Desolate Shrine, voilà un nom qui revient souvent ces dernières années lorsqu’il s’agit de désigner de jeunes groupes de death metal talentueux à l'aura unique. Forts de trois albums, les Finlandais n’ont pour le moment fait aucun faux pas, nous gratifiant d’un death terriblement sombre, lourd, nébuleux et dissonant, à l’aura presque religieuse, à mi-chemin entre
Portal, Lvcyfire et
Spectral Voice. Depuis le
Tenebrous Towers de 2011, leur musique a su séduire nombre d’amateurs d’ambiances ésotériques et brumeuses, et ce n’est pas Delivrance from the
Godless Void, leur quatrième full lenght, qui sort sur
Dark Descent, qui viendra inverser la tendance, bien au contraire.
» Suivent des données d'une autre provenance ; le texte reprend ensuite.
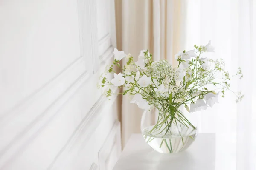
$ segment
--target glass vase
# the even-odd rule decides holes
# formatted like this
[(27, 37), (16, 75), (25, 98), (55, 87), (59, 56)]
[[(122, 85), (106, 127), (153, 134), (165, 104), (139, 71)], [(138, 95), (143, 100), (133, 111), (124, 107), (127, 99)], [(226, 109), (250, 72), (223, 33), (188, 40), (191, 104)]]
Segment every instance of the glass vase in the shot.
[(198, 133), (197, 119), (191, 113), (144, 111), (141, 130), (146, 142), (160, 153), (177, 153), (187, 148)]

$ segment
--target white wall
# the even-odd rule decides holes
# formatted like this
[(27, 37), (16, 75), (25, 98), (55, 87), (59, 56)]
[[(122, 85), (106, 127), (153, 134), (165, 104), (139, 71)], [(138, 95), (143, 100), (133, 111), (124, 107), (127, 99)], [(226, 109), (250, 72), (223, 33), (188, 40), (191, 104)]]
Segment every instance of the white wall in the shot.
[(0, 169), (111, 169), (118, 105), (96, 84), (115, 46), (113, 5), (0, 2)]

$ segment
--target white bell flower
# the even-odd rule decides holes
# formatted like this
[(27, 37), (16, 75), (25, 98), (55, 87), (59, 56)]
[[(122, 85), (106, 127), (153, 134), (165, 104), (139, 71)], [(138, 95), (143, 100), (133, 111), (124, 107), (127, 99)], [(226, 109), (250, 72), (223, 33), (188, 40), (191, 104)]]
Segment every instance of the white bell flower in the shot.
[(204, 96), (206, 104), (210, 107), (212, 107), (215, 103), (218, 103), (218, 99), (217, 95), (215, 95), (212, 93), (208, 93)]
[(177, 69), (177, 71), (179, 73), (179, 80), (180, 80), (180, 81), (183, 81), (183, 77), (186, 74), (186, 72), (183, 68), (178, 68)]
[(125, 79), (123, 77), (122, 73), (118, 74), (114, 73), (114, 77), (110, 82), (115, 86), (119, 86), (125, 83)]
[(142, 109), (148, 110), (150, 108), (148, 102), (146, 100), (143, 99), (141, 94), (139, 93), (137, 93), (134, 95), (130, 102), (137, 104), (138, 107)]
[(209, 59), (207, 57), (201, 58), (200, 59), (200, 60), (204, 62), (201, 65), (203, 69), (207, 71), (209, 70), (210, 68)]
[(135, 65), (143, 70), (145, 68), (146, 64), (143, 59), (139, 59), (138, 61), (135, 62)]
[(195, 110), (196, 111), (199, 111), (201, 109), (205, 110), (207, 108), (206, 104), (202, 99), (197, 99), (195, 104)]
[(189, 109), (189, 113), (195, 112), (195, 103), (191, 102), (190, 104), (190, 108)]
[(148, 76), (143, 75), (138, 81), (138, 84), (143, 88), (145, 88), (151, 83), (151, 76)]
[(131, 75), (131, 76), (127, 76), (125, 77), (125, 80), (127, 82), (131, 82), (132, 83), (134, 83), (134, 76)]
[(135, 75), (135, 81), (138, 81), (138, 80), (140, 78), (140, 71), (138, 70), (137, 70), (137, 71), (136, 71), (136, 75)]
[(116, 48), (114, 49), (113, 53), (115, 55), (115, 59), (117, 61), (120, 61), (123, 58), (126, 56), (126, 55), (125, 54), (125, 52), (123, 51), (119, 51)]
[(214, 52), (214, 47), (211, 45), (211, 41), (209, 41), (208, 43), (205, 46), (207, 52)]
[(195, 50), (190, 50), (182, 54), (181, 56), (182, 60), (190, 59), (191, 57), (196, 58), (196, 54), (195, 52)]
[(128, 76), (125, 77), (125, 80), (132, 83), (135, 83), (135, 81), (138, 81), (140, 78), (140, 71), (138, 71), (136, 72), (136, 75), (135, 77), (133, 75), (131, 75), (131, 73), (127, 73), (126, 74)]

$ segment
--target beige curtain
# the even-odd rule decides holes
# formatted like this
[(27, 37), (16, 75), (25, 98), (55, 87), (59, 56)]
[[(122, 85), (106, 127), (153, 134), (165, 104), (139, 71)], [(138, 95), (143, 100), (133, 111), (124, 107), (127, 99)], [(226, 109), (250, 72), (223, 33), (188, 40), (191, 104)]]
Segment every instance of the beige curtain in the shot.
[[(183, 3), (176, 0), (116, 0), (117, 48), (131, 53), (134, 60), (148, 49), (154, 60), (166, 59), (175, 65), (174, 55), (183, 39)], [(123, 147), (133, 133), (140, 132), (143, 112), (123, 96), (121, 113)]]

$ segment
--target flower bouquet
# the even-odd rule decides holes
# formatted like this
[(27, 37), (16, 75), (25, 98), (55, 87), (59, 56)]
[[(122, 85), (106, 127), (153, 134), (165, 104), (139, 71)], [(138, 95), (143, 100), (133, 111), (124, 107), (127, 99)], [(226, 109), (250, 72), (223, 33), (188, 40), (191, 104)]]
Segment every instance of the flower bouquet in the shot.
[[(107, 67), (100, 85), (107, 89), (104, 93), (108, 97), (116, 94), (112, 86), (123, 87), (123, 92), (117, 94), (131, 96), (131, 102), (145, 110), (141, 130), (153, 149), (160, 153), (178, 152), (191, 144), (198, 132), (184, 113), (185, 109), (191, 113), (212, 107), (218, 102), (219, 96), (224, 97), (226, 91), (231, 91), (232, 77), (243, 77), (240, 68), (230, 76), (222, 60), (202, 57), (213, 51), (210, 41), (205, 46), (195, 45), (194, 49), (175, 56), (177, 64), (174, 67), (165, 60), (154, 61), (148, 50), (141, 51), (134, 62), (131, 54), (115, 49), (113, 65)], [(122, 67), (119, 62), (125, 57)], [(122, 73), (116, 73), (114, 65)], [(112, 74), (114, 78), (108, 79), (106, 75)], [(241, 91), (234, 93), (237, 102), (243, 97)], [(152, 116), (152, 112), (156, 116)]]

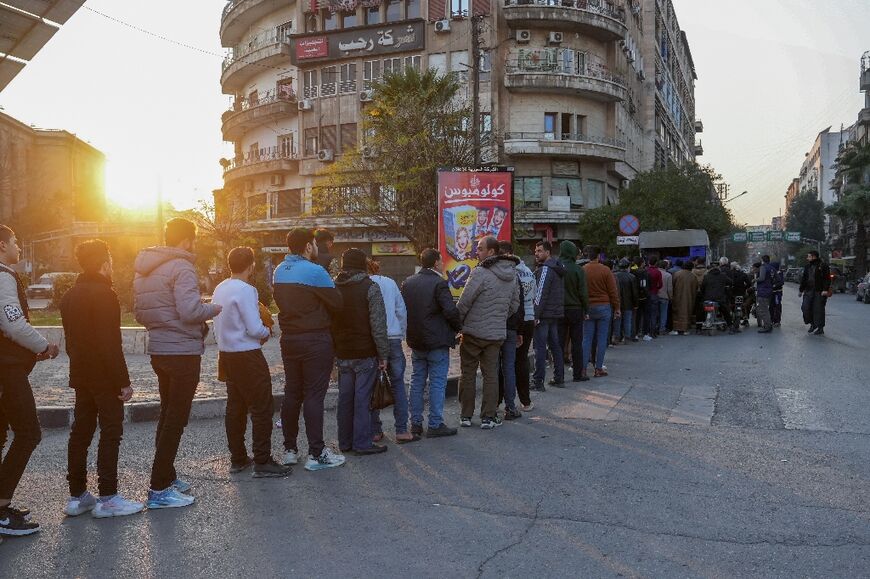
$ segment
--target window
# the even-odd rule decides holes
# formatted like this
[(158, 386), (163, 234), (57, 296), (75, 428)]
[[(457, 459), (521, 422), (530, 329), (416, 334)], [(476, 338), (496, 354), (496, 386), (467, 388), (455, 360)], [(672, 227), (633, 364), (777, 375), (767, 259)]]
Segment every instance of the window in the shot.
[(275, 29), (275, 39), (278, 42), (290, 42), (290, 35), (293, 34), (293, 21), (285, 22)]
[(296, 139), (293, 133), (278, 136), (278, 152), (282, 158), (296, 156)]
[(366, 24), (380, 24), (381, 23), (381, 7), (380, 7), (380, 5), (371, 6), (369, 8), (366, 8), (364, 14), (366, 17)]
[(558, 113), (544, 113), (544, 138), (545, 139), (555, 139), (556, 138), (556, 117), (558, 117)]
[(266, 203), (265, 193), (251, 195), (245, 199), (245, 215), (248, 221), (266, 219), (266, 211), (268, 209), (269, 205)]
[(302, 189), (286, 189), (272, 193), (271, 217), (298, 217), (302, 215)]
[(341, 84), (339, 90), (342, 94), (356, 92), (356, 64), (341, 65)]
[(604, 181), (586, 180), (586, 208), (595, 209), (604, 206)]
[(405, 0), (405, 20), (420, 18), (420, 0)]
[(341, 152), (356, 149), (356, 123), (341, 125)]
[(514, 178), (514, 203), (517, 207), (541, 206), (541, 177)]
[(429, 68), (438, 71), (438, 74), (447, 74), (447, 55), (442, 53), (429, 55)]
[(320, 96), (335, 96), (338, 67), (325, 66), (320, 70)]
[(402, 0), (387, 2), (387, 22), (398, 22), (402, 19)]
[(406, 56), (405, 57), (405, 68), (413, 68), (414, 70), (419, 71), (422, 62), (423, 62), (422, 56)]
[(321, 10), (320, 14), (323, 17), (323, 29), (326, 31), (329, 30), (337, 30), (338, 29), (338, 17), (335, 15), (335, 12), (330, 12), (329, 10)]
[(317, 127), (305, 129), (305, 155), (316, 155), (317, 150)]
[(341, 27), (352, 28), (357, 25), (356, 11), (341, 13)]
[(583, 207), (583, 190), (579, 177), (553, 177), (550, 194), (571, 197), (572, 207)]
[(302, 87), (304, 98), (317, 98), (317, 70), (306, 70), (302, 73)]
[(372, 84), (379, 80), (381, 80), (381, 61), (365, 61), (363, 63), (363, 90), (372, 88)]

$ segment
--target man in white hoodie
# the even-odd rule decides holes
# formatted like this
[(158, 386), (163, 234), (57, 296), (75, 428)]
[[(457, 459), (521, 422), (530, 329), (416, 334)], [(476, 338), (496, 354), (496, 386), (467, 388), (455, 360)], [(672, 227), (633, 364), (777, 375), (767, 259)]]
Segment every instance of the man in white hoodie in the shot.
[[(408, 330), (408, 310), (399, 286), (391, 278), (379, 275), (381, 264), (373, 259), (367, 260), (369, 277), (378, 284), (384, 297), (384, 307), (387, 310), (387, 337), (390, 340), (390, 357), (387, 368), (390, 374), (390, 384), (393, 387), (393, 417), (396, 420), (396, 442), (404, 444), (420, 440), (418, 434), (408, 432), (408, 392), (405, 390), (405, 351), (402, 340)], [(372, 436), (374, 442), (384, 438), (381, 413), (372, 410)]]
[[(220, 364), (227, 376), (227, 445), (230, 472), (254, 465), (254, 478), (282, 477), (292, 467), (272, 458), (272, 375), (263, 356), (263, 344), (271, 331), (260, 318), (257, 290), (250, 284), (254, 250), (236, 247), (227, 256), (232, 277), (214, 290), (212, 303), (223, 309), (214, 320)], [(254, 458), (245, 448), (245, 431), (251, 415)]]

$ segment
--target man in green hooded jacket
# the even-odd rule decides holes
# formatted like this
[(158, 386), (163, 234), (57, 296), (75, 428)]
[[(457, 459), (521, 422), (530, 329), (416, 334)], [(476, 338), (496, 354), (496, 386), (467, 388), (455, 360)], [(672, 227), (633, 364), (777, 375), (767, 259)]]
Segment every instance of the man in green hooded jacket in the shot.
[[(570, 241), (559, 246), (559, 261), (565, 266), (565, 317), (560, 327), (562, 348), (567, 349), (571, 341), (571, 366), (574, 382), (583, 380), (583, 319), (589, 310), (589, 290), (586, 287), (586, 274), (577, 265), (580, 250)], [(567, 365), (567, 363), (566, 363)], [(587, 378), (588, 380), (588, 378)]]

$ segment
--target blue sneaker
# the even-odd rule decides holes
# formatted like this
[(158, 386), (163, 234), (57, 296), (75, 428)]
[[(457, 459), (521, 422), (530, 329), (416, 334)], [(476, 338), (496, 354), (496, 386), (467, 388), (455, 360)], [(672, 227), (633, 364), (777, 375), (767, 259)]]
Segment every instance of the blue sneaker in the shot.
[(149, 509), (173, 509), (188, 507), (193, 504), (193, 497), (178, 492), (175, 487), (163, 491), (148, 491)]
[(172, 486), (172, 488), (174, 488), (178, 492), (184, 493), (184, 494), (189, 493), (190, 490), (193, 488), (192, 486), (190, 486), (190, 483), (186, 483), (183, 480), (181, 480), (180, 478), (177, 478), (174, 481), (172, 481), (171, 486)]

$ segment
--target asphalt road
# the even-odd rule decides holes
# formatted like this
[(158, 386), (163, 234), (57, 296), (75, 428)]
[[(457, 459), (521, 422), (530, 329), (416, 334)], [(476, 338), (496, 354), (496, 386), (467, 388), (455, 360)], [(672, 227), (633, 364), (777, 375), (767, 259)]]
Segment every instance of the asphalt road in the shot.
[[(221, 422), (193, 422), (188, 509), (64, 519), (66, 435), (48, 432), (17, 497), (43, 531), (0, 546), (0, 575), (870, 576), (870, 306), (833, 298), (816, 337), (792, 285), (786, 302), (772, 335), (614, 348), (609, 378), (496, 431), (287, 480), (228, 475)], [(153, 428), (125, 433), (123, 492), (144, 496)]]

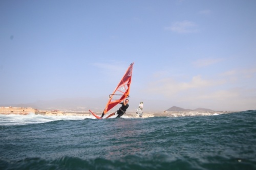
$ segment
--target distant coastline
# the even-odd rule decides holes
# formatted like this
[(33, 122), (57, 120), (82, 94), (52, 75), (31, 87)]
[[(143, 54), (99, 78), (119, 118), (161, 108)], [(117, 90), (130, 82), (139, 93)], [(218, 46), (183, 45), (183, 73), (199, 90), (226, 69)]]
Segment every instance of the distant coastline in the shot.
[[(233, 112), (229, 111), (165, 111), (163, 112), (144, 112), (143, 117), (151, 117), (155, 116), (166, 117), (184, 117), (197, 116), (209, 116), (216, 114), (231, 113)], [(100, 115), (101, 113), (96, 113)], [(48, 116), (92, 116), (89, 111), (69, 111), (63, 112), (60, 110), (39, 110), (32, 108), (1, 107), (0, 114), (19, 114), (28, 115), (30, 114), (40, 114)], [(137, 118), (139, 116), (134, 112), (127, 112), (124, 117)]]

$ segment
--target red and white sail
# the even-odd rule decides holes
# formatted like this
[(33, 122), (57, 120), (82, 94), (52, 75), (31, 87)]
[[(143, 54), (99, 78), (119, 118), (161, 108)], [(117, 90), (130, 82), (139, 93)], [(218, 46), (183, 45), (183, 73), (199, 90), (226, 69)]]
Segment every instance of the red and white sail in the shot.
[(109, 101), (106, 105), (105, 109), (104, 109), (104, 114), (107, 113), (110, 110), (123, 101), (125, 98), (129, 97), (134, 63), (134, 62), (131, 64), (113, 93), (110, 94)]

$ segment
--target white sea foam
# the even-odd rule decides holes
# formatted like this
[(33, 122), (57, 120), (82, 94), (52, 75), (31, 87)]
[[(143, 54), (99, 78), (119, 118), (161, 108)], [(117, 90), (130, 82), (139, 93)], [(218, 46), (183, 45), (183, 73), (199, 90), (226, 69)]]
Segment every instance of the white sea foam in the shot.
[(86, 118), (95, 118), (88, 116), (42, 115), (30, 113), (28, 115), (0, 114), (0, 126), (22, 125), (44, 123), (55, 120), (81, 120)]

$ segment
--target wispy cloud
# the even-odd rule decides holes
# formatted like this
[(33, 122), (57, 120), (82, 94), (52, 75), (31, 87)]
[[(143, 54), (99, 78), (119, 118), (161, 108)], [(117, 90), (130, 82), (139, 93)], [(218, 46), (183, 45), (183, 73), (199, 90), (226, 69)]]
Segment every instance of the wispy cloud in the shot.
[(201, 15), (208, 15), (211, 13), (211, 11), (210, 10), (206, 9), (199, 11), (199, 13)]
[(200, 76), (193, 77), (189, 82), (178, 82), (172, 78), (166, 78), (152, 82), (148, 86), (147, 91), (149, 93), (171, 96), (187, 90), (201, 89), (203, 88), (208, 88), (224, 83), (224, 80), (204, 80)]
[(214, 64), (222, 60), (222, 59), (204, 59), (196, 61), (193, 64), (196, 67), (203, 67)]
[(179, 33), (189, 33), (198, 32), (197, 25), (192, 21), (184, 20), (173, 23), (171, 26), (165, 27), (166, 30), (170, 30)]

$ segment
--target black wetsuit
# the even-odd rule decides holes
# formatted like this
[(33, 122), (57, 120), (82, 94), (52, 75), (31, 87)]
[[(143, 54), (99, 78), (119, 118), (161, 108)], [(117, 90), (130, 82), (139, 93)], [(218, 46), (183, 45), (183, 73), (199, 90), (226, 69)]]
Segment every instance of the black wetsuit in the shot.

Dès les premières secondes, The
Primordial One laisse éclater sa fureur dans un déferlement de blasts et de riffs dissonants qui copulent en un chaos assourdissant dans les profondeurs de la terre : d’emblée, la violence de la musique nous précipite dans un gouffre noir et sans fond, loin de toute vie humaine. On se retrouve là où l’album précédent nous avait laissé, au coeur des Enfers, asphyxié, isolé à des kilomètres sous la surface de la terre, on s’affole et on perd ses sens, tâtonnant dans le noir à la recherche d’un chemin, cognant contre les murs froids et impénétrables de ces abysses millénaires. Le trio alterne attaques blastées et mid tempi lourds et rampants dont les riffs bourdonnants sont sournoisement soutenus par l’action de la double pédale, et les voix possédées de ML et RS, véritables incarnations de la souffrance, de la folie et de la mort, nous guident dans ce labyrinthe tortueux et sombre.
Son extrêmement grave et distordu, voix démoniaques qui exhalent leur souffle putride, coups mats de la batterie qui se répercutent dans la voûte vide de ces galeries souterraines comme d’insupportables coups de marteau sur un cercueil, nappes de clavier discrètes et insidieuses qui vous enveloppent d’un brouillard à la fois funéraire et angoissant, l’ambiance est posée. Le tout sonne extrêmement sombre et possédé, renforcé par une basse très présente qui nous enfonce six pieds sous terre, avec un son certes un peu moins étouffé et plus « clair » mais plus puissant que sur les opus précédents. Ce mélange indéfinissable de death, de doom et de black nous file à la fois la chair de poule et la trique, nos peurs se réveillant en même temps que nos instincts les plus primaires dans la pénombre aveugle et rassurante du noir le plus total.
L’exploit de
Desolate Shrine, c’est finalement de proposer une musique hermétique et opaque qui se veut paradoxalement assez accessible tant elle est composée intelligemment et sème insidieusement le long de ces 58 minutes de discrets éléments mélodiques qui nous font épouser plus facilement la cause ignoble des ténèbres (les claviers d’Unmask the Face of False, l’arpège qui ouvre The Graeae, la plage d’orgue purificatrice de …Of
Hell en sont les exemples les plus évidents). Distinguons Unmask the Face of False, titre de 10,17 minutes aux relents glacés de funeral doom, qui s’ouvre sur cette plainte aussi mystérieuse qu’angoissante avant de se fendre en saccades de guitares lourdes et vomitives intensifiées par les secousses de la basse. Puis l’ambiance se fait plus impalpable, presque spirituelle, et le trio évolue dans des sphères plus hypnotiques, rappelant un improbable mélange d’
Imperial Triumphant et de
Morgion, avec ces mélodies de clavier fantomatiques et cette majesté déchue qui flottent dans le vacuité désolée de ces boyaux souterrains.
En conclusion, Delivrance from the
Godless Void est une fois de plus une admirable réussite dans la discographie des Finlandais, ajoutant une nouvelle pierre d’obsidienne à l’édifice de
Desolate Shrine qui semble d’ores et déjà s’annoncer comme un monument fier et indestructible du death metal. A recommander chaudement à ceux qui n’ont pas peur de se délivrer des illusions fallacieuses d’un Dieu faible et inutile et de se retrouver seuls avec eux-mêmes dans des ténèbres désespérément vides.